A major focus of the lab is to study how the nonsense-mediated mRNA decay pathway recognizes and degrades transcripts containing stop codons at sites distant from the poly(A) tail (i.e. mRNAs with long 3’ UTRs). Using PP7CP-based affinity purification of endogenously assembled mRNPs, Dr. Hogg has demonstrated that the key nonsense-mediated decay factor Upf1 associates with mRNAs in a 3’ UTR length-dependent manner. His findings have led to the development of a model for mRNA quality control surveillance by Upf1 in which non-specific binding of Upf1 to 3’ UTRs allows the protein to sense 3’ UTR length. Enhanced accumulation of Upf1 on long 3’ UTRs would increase the probability that the protein will interact with release factors at a terminating ribosome, a central event in the initiation of mRNA decay. He is currently investigating the regulation of Upf1 association with mRNPs and the molecular events required for the transition between Upf1 binding to mRNPs and the commitment to decay.
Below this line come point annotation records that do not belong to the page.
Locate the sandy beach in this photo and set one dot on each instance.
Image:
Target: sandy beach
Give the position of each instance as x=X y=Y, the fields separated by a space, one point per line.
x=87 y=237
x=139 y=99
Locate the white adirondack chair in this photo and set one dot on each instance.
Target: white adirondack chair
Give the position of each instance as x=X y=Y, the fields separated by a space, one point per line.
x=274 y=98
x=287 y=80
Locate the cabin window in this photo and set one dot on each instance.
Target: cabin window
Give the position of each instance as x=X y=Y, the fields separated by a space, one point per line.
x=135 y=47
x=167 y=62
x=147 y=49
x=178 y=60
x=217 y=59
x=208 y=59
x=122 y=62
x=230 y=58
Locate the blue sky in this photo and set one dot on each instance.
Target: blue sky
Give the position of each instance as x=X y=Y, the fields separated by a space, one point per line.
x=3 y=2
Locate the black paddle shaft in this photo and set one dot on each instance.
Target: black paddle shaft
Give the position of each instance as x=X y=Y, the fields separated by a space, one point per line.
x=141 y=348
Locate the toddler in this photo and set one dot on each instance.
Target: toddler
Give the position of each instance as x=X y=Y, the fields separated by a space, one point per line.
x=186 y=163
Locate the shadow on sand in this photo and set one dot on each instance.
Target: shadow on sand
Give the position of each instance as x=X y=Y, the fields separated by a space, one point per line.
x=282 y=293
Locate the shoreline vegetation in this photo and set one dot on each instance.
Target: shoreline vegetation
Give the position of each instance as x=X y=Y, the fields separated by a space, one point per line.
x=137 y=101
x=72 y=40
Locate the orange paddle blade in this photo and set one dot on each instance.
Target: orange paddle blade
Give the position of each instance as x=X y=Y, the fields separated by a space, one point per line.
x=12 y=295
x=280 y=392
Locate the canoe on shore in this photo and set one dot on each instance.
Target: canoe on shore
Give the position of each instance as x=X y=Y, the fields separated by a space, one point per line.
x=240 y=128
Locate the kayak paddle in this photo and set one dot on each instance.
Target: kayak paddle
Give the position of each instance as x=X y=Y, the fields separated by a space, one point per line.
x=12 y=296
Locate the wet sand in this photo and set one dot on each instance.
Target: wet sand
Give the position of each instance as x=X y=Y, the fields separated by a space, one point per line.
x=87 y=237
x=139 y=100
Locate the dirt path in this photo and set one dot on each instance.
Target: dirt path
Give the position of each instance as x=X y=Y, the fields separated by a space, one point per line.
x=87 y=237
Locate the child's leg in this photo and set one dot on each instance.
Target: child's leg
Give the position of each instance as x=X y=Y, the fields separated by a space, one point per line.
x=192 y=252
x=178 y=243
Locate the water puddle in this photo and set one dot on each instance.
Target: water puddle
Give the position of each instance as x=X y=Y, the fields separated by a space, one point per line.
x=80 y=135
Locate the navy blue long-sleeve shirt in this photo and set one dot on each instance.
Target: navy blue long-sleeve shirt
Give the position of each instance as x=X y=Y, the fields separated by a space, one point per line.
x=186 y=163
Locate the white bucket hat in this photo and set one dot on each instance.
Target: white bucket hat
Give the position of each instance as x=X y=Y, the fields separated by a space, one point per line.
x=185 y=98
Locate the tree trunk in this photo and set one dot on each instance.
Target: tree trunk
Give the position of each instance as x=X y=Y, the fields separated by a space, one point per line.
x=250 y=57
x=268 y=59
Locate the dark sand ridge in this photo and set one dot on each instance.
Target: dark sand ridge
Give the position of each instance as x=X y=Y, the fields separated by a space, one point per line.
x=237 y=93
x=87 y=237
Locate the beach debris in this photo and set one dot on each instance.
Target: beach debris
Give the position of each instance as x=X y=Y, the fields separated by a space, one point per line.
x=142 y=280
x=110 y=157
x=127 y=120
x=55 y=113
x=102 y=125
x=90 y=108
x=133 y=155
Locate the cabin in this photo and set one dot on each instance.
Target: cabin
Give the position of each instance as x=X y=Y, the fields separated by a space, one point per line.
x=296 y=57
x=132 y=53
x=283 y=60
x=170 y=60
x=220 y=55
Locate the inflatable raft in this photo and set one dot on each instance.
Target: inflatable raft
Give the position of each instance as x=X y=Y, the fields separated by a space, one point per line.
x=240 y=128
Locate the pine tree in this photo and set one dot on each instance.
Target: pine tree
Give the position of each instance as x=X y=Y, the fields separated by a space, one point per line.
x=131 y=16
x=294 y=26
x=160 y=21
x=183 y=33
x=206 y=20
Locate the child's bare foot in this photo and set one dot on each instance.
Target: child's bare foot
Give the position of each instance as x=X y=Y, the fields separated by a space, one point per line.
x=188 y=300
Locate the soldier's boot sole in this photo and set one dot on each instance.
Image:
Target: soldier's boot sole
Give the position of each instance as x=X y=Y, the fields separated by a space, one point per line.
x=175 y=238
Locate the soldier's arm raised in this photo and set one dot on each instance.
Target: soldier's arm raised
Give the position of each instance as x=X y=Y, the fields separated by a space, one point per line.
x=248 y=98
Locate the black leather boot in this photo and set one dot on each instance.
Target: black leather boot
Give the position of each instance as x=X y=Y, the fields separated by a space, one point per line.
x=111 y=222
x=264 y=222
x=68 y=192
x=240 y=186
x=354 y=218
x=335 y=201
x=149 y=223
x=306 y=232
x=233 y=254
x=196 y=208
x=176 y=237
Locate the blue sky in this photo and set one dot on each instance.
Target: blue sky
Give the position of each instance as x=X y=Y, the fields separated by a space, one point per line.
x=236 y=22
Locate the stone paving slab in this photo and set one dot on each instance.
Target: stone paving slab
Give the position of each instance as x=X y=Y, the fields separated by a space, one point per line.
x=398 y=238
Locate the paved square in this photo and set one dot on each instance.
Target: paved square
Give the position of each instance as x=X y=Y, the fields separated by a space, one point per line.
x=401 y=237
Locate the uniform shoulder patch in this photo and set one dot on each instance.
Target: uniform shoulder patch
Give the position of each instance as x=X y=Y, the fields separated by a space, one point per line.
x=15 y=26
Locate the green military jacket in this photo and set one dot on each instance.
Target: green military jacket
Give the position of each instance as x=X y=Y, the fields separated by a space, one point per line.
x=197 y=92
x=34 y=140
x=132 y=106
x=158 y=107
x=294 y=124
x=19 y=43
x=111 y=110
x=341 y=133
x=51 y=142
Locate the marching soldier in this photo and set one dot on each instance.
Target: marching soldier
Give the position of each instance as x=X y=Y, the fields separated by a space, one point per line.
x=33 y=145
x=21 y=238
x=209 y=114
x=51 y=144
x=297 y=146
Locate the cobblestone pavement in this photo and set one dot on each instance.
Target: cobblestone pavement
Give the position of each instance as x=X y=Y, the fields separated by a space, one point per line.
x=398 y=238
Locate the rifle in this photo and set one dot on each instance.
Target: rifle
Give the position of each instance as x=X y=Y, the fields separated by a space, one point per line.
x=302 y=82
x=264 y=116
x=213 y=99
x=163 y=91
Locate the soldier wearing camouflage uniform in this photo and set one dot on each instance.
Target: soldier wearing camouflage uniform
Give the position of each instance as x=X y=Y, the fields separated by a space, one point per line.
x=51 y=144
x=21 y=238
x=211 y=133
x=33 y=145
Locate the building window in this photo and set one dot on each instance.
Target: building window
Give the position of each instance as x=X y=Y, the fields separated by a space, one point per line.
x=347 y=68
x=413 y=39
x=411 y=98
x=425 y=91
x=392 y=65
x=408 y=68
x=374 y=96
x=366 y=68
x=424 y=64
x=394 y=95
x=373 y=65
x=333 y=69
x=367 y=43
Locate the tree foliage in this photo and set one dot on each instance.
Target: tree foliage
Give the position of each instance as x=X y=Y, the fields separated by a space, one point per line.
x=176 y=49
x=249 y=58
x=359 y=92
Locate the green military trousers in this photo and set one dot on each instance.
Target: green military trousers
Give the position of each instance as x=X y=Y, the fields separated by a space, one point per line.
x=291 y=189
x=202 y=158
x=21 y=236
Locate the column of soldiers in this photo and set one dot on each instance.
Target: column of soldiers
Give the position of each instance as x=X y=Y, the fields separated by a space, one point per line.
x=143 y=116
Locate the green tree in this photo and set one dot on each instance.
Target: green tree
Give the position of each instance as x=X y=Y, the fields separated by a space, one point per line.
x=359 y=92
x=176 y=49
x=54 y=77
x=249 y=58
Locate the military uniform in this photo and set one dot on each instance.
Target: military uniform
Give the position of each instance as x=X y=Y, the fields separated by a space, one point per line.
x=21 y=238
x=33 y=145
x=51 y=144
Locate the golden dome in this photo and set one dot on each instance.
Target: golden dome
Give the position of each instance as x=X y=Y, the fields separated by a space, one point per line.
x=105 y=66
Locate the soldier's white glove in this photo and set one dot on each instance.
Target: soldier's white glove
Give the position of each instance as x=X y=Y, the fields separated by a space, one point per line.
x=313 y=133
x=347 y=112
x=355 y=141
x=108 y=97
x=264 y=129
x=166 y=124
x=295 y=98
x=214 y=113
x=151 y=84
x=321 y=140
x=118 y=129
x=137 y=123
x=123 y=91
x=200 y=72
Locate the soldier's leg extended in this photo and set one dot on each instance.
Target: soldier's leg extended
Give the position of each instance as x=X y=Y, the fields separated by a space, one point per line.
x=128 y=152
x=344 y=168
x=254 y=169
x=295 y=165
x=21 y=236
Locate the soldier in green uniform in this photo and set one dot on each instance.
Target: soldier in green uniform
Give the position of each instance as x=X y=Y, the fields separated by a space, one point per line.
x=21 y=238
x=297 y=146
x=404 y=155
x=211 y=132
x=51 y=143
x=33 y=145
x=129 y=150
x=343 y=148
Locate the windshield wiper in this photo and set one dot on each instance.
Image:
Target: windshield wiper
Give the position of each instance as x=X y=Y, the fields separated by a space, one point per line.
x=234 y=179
In addition to cellular mRNAs, Dr. Hogg is studying the fates of retroviral RNAs. Retroviral transcripts contain elements that allow them to be transcribed at high levels, overcome blocks to nuclear export of unspliced RNAs, be efficiently translated despite significant RNA secondary structure, evade cellular mRNA surveillance machinery, and be efficiently packaged into nascent viral particles. To achieve each of these functions, viral RNAs and proteins collaborate or compete with host cell factors, ensuring efficient viral replication. Despite the central importance of RNP assembly pathways in the biogenesis and activity of viral RNAs, crucial questions remain regarding the mechanisms by which multiple RNAs produced from a single locus can attain very different fates.